Enhancing disease detection in radiology reports through fine-tuning lightweight LLM on weak labels
Yishu Wei, Xindi Wang, Hanley Ong, Yiliang Zhou, Adam Flanders, George Shih, Yifan Peng
TL;DR
This work tackles the practical restriction of deploying large LLMs in radiology by fine-tuning a lightweight model (Llama 3.1-8B) with synthetic, weak labels across two tasks: a multiple-choice disease classification and an open-ended disease-detection task mapped to ICD-10 concepts.

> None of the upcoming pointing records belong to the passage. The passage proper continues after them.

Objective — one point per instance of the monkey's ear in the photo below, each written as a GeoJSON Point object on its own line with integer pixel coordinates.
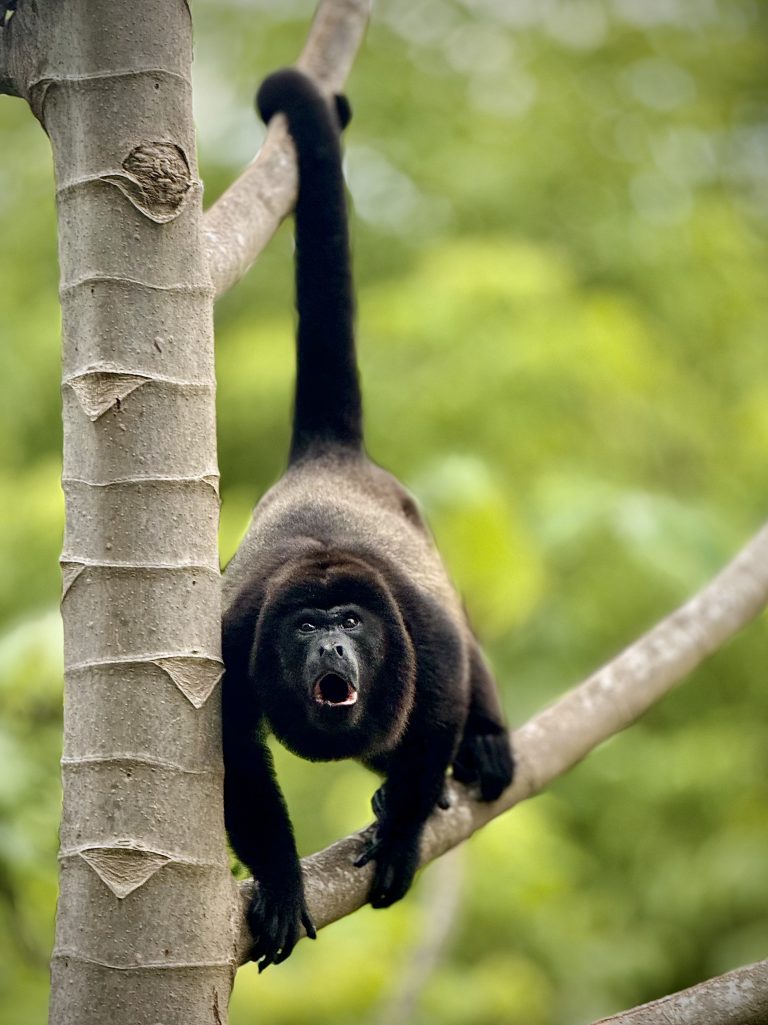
{"type": "Point", "coordinates": [344, 110]}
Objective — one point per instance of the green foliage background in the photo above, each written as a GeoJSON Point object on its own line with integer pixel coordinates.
{"type": "Point", "coordinates": [560, 236]}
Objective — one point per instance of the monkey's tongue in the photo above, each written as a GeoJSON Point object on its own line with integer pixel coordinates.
{"type": "Point", "coordinates": [333, 690]}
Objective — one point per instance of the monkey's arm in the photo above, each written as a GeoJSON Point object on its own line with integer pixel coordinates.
{"type": "Point", "coordinates": [261, 836]}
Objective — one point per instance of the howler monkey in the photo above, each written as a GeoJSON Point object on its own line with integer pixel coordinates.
{"type": "Point", "coordinates": [341, 632]}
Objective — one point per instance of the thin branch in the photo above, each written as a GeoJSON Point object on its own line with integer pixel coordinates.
{"type": "Point", "coordinates": [559, 737]}
{"type": "Point", "coordinates": [7, 85]}
{"type": "Point", "coordinates": [242, 221]}
{"type": "Point", "coordinates": [740, 997]}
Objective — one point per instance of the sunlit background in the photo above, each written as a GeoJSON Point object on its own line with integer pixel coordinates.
{"type": "Point", "coordinates": [561, 216]}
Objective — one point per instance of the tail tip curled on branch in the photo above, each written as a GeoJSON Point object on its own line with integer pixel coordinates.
{"type": "Point", "coordinates": [289, 89]}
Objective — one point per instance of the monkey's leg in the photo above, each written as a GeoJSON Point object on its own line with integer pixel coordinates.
{"type": "Point", "coordinates": [484, 755]}
{"type": "Point", "coordinates": [414, 785]}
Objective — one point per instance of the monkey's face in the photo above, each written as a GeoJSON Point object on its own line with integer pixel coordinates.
{"type": "Point", "coordinates": [332, 664]}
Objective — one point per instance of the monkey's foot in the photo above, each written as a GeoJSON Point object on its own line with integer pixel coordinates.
{"type": "Point", "coordinates": [276, 915]}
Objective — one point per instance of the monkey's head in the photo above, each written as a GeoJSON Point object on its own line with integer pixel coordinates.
{"type": "Point", "coordinates": [332, 662]}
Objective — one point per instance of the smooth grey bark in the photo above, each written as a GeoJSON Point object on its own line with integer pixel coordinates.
{"type": "Point", "coordinates": [145, 921]}
{"type": "Point", "coordinates": [739, 997]}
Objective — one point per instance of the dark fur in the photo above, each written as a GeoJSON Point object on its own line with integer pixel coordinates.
{"type": "Point", "coordinates": [337, 584]}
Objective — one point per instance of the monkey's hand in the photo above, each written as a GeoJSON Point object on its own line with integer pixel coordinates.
{"type": "Point", "coordinates": [276, 914]}
{"type": "Point", "coordinates": [397, 861]}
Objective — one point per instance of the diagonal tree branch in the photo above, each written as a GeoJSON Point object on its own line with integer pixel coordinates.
{"type": "Point", "coordinates": [242, 221]}
{"type": "Point", "coordinates": [739, 997]}
{"type": "Point", "coordinates": [560, 736]}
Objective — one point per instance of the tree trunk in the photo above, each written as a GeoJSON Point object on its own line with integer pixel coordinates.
{"type": "Point", "coordinates": [144, 930]}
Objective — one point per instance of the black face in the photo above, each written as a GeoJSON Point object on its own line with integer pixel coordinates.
{"type": "Point", "coordinates": [332, 666]}
{"type": "Point", "coordinates": [331, 651]}
{"type": "Point", "coordinates": [330, 661]}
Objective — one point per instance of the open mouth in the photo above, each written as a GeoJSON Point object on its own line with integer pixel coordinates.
{"type": "Point", "coordinates": [333, 690]}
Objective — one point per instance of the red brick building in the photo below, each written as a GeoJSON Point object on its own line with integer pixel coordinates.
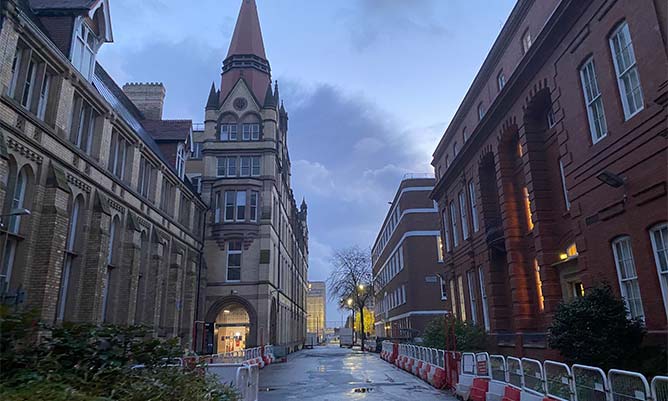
{"type": "Point", "coordinates": [407, 263]}
{"type": "Point", "coordinates": [552, 173]}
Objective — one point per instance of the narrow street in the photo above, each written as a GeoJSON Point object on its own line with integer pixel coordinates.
{"type": "Point", "coordinates": [330, 373]}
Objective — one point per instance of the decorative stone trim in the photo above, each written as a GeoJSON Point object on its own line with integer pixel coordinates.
{"type": "Point", "coordinates": [116, 206]}
{"type": "Point", "coordinates": [78, 183]}
{"type": "Point", "coordinates": [24, 150]}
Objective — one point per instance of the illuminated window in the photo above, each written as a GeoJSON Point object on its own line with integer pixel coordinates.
{"type": "Point", "coordinates": [539, 286]}
{"type": "Point", "coordinates": [446, 231]}
{"type": "Point", "coordinates": [483, 297]}
{"type": "Point", "coordinates": [659, 237]}
{"type": "Point", "coordinates": [527, 208]}
{"type": "Point", "coordinates": [460, 297]}
{"type": "Point", "coordinates": [439, 243]}
{"type": "Point", "coordinates": [473, 301]}
{"type": "Point", "coordinates": [628, 79]}
{"type": "Point", "coordinates": [628, 277]}
{"type": "Point", "coordinates": [597, 125]}
{"type": "Point", "coordinates": [453, 304]}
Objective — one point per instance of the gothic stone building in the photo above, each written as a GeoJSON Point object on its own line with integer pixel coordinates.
{"type": "Point", "coordinates": [114, 233]}
{"type": "Point", "coordinates": [256, 240]}
{"type": "Point", "coordinates": [552, 173]}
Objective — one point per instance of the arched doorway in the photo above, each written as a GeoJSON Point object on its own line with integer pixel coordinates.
{"type": "Point", "coordinates": [232, 328]}
{"type": "Point", "coordinates": [232, 323]}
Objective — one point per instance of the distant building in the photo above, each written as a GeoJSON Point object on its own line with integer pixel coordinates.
{"type": "Point", "coordinates": [408, 263]}
{"type": "Point", "coordinates": [114, 233]}
{"type": "Point", "coordinates": [256, 240]}
{"type": "Point", "coordinates": [316, 301]}
{"type": "Point", "coordinates": [552, 173]}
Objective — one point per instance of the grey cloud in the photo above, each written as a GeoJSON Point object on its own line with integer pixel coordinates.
{"type": "Point", "coordinates": [370, 21]}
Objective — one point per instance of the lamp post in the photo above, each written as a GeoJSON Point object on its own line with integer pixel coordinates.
{"type": "Point", "coordinates": [12, 213]}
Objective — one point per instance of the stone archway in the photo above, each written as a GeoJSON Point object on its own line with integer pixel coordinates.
{"type": "Point", "coordinates": [234, 323]}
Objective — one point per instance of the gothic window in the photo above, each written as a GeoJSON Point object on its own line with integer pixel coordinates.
{"type": "Point", "coordinates": [597, 125]}
{"type": "Point", "coordinates": [626, 68]}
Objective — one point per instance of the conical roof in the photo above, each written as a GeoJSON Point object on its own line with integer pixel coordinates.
{"type": "Point", "coordinates": [247, 37]}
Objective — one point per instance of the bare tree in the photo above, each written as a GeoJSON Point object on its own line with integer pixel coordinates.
{"type": "Point", "coordinates": [351, 279]}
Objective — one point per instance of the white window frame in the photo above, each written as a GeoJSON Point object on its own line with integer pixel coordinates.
{"type": "Point", "coordinates": [81, 49]}
{"type": "Point", "coordinates": [473, 201]}
{"type": "Point", "coordinates": [453, 222]}
{"type": "Point", "coordinates": [240, 206]}
{"type": "Point", "coordinates": [227, 267]}
{"type": "Point", "coordinates": [473, 301]}
{"type": "Point", "coordinates": [462, 214]}
{"type": "Point", "coordinates": [483, 297]}
{"type": "Point", "coordinates": [660, 252]}
{"type": "Point", "coordinates": [624, 280]}
{"type": "Point", "coordinates": [254, 200]}
{"type": "Point", "coordinates": [567, 201]}
{"type": "Point", "coordinates": [501, 80]}
{"type": "Point", "coordinates": [631, 70]}
{"type": "Point", "coordinates": [593, 101]}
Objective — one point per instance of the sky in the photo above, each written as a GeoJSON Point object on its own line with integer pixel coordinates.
{"type": "Point", "coordinates": [370, 86]}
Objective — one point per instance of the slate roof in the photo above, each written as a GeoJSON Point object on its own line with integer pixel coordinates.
{"type": "Point", "coordinates": [168, 130]}
{"type": "Point", "coordinates": [62, 4]}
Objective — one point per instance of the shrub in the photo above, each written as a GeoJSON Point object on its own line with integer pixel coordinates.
{"type": "Point", "coordinates": [469, 337]}
{"type": "Point", "coordinates": [82, 362]}
{"type": "Point", "coordinates": [595, 330]}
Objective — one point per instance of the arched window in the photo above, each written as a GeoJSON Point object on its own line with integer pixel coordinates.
{"type": "Point", "coordinates": [112, 257]}
{"type": "Point", "coordinates": [13, 227]}
{"type": "Point", "coordinates": [70, 255]}
{"type": "Point", "coordinates": [180, 161]}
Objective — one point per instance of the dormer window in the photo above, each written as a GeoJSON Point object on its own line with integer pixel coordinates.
{"type": "Point", "coordinates": [85, 48]}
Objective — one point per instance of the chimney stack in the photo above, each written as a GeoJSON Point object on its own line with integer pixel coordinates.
{"type": "Point", "coordinates": [148, 97]}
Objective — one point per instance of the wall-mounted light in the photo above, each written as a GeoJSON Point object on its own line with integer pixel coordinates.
{"type": "Point", "coordinates": [609, 178]}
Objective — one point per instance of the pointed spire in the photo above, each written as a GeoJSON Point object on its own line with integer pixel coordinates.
{"type": "Point", "coordinates": [276, 96]}
{"type": "Point", "coordinates": [269, 99]}
{"type": "Point", "coordinates": [212, 103]}
{"type": "Point", "coordinates": [247, 37]}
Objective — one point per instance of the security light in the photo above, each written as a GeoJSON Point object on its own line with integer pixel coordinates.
{"type": "Point", "coordinates": [610, 178]}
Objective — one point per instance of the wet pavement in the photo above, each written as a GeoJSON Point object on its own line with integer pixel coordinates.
{"type": "Point", "coordinates": [330, 373]}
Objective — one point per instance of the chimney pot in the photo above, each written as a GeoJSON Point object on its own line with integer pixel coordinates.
{"type": "Point", "coordinates": [148, 97]}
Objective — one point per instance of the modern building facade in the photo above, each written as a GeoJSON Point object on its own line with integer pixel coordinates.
{"type": "Point", "coordinates": [114, 231]}
{"type": "Point", "coordinates": [552, 174]}
{"type": "Point", "coordinates": [407, 263]}
{"type": "Point", "coordinates": [256, 244]}
{"type": "Point", "coordinates": [316, 301]}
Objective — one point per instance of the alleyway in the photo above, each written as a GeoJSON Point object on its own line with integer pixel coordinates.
{"type": "Point", "coordinates": [331, 373]}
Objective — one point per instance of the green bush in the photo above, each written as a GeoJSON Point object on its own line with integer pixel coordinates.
{"type": "Point", "coordinates": [595, 330]}
{"type": "Point", "coordinates": [470, 338]}
{"type": "Point", "coordinates": [81, 362]}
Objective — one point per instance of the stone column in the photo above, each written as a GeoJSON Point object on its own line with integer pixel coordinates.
{"type": "Point", "coordinates": [47, 263]}
{"type": "Point", "coordinates": [95, 262]}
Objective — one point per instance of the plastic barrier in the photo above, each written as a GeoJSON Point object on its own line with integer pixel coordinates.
{"type": "Point", "coordinates": [514, 366]}
{"type": "Point", "coordinates": [590, 383]}
{"type": "Point", "coordinates": [660, 388]}
{"type": "Point", "coordinates": [559, 381]}
{"type": "Point", "coordinates": [482, 367]}
{"type": "Point", "coordinates": [498, 372]}
{"type": "Point", "coordinates": [628, 386]}
{"type": "Point", "coordinates": [243, 377]}
{"type": "Point", "coordinates": [533, 377]}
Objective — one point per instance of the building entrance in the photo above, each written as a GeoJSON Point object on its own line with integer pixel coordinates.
{"type": "Point", "coordinates": [232, 328]}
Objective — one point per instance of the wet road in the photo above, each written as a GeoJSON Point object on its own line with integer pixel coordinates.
{"type": "Point", "coordinates": [330, 373]}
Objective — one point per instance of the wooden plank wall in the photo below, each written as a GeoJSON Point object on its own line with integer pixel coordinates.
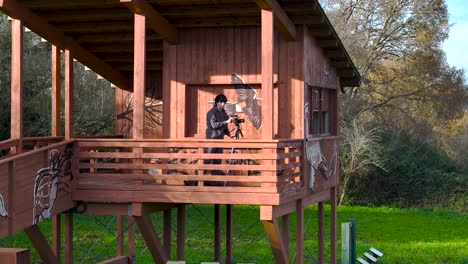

The authors implement a joint, instruction-tuning framework using LoRA with carefully designed prompts and synthetic label sources (NegBio for MC; GPT-4o for open-ended), and train on data from NIH-CXR/MIRDC, WCM, and MIMIC-CXR. Results show that high-quality synthetic labels enable the open-ended task to reach micro-F1 near GPT-4o levels ($0.91$ vs $0.93$) and that MC classification improves over a noisy teacher ($0.67$ vs $0.63$), with optimal gains around $9{,}000$ fine-tuning samples and a learning rate near $1\times 10^{-5}$. Overall, the study demonstrates the potential of synthetic-label fine-tuning to specialize small LLMs for radiology, suggesting scalable pathways to cohort-specific disease detection while maintaining practical computational demands.
Abstract
Despite significant progress in applying large language models (LLMs) to the medical domain, several limitations still prevent them from practical applications. Among these are the constraints on model size and the lack of cohort-specific labeled datasets. In this work, we investigated the potential of improving a lightweight LLM, such as Llama 3.1-8B, through fine-tuning with datasets using synthetic labels. Two tasks are jointly trained by combining their respective instruction datasets. When the quality of the task-specific synthetic labels is relatively high (e.g., generated by GPT4- o), Llama 3.1-8B achieves satisfactory performance on the open-ended disease detection task, with a micro F1 score of 0.91. Conversely, when the quality of the task-relevant synthetic labels is relatively low (e.g., from the MIMIC-CXR dataset), fine-tuned Llama 3.1-8B is able to surpass its noisy teacher labels (micro F1 score of 0.67 v.s. 0.63) when calibrated against curated labels, indicating the strong inherent underlying capability of the model. These findings demonstrate the potential of fine-tuning LLMs with synthetic labels, offering a promising direction for future research on LLM specialization in the medical domain.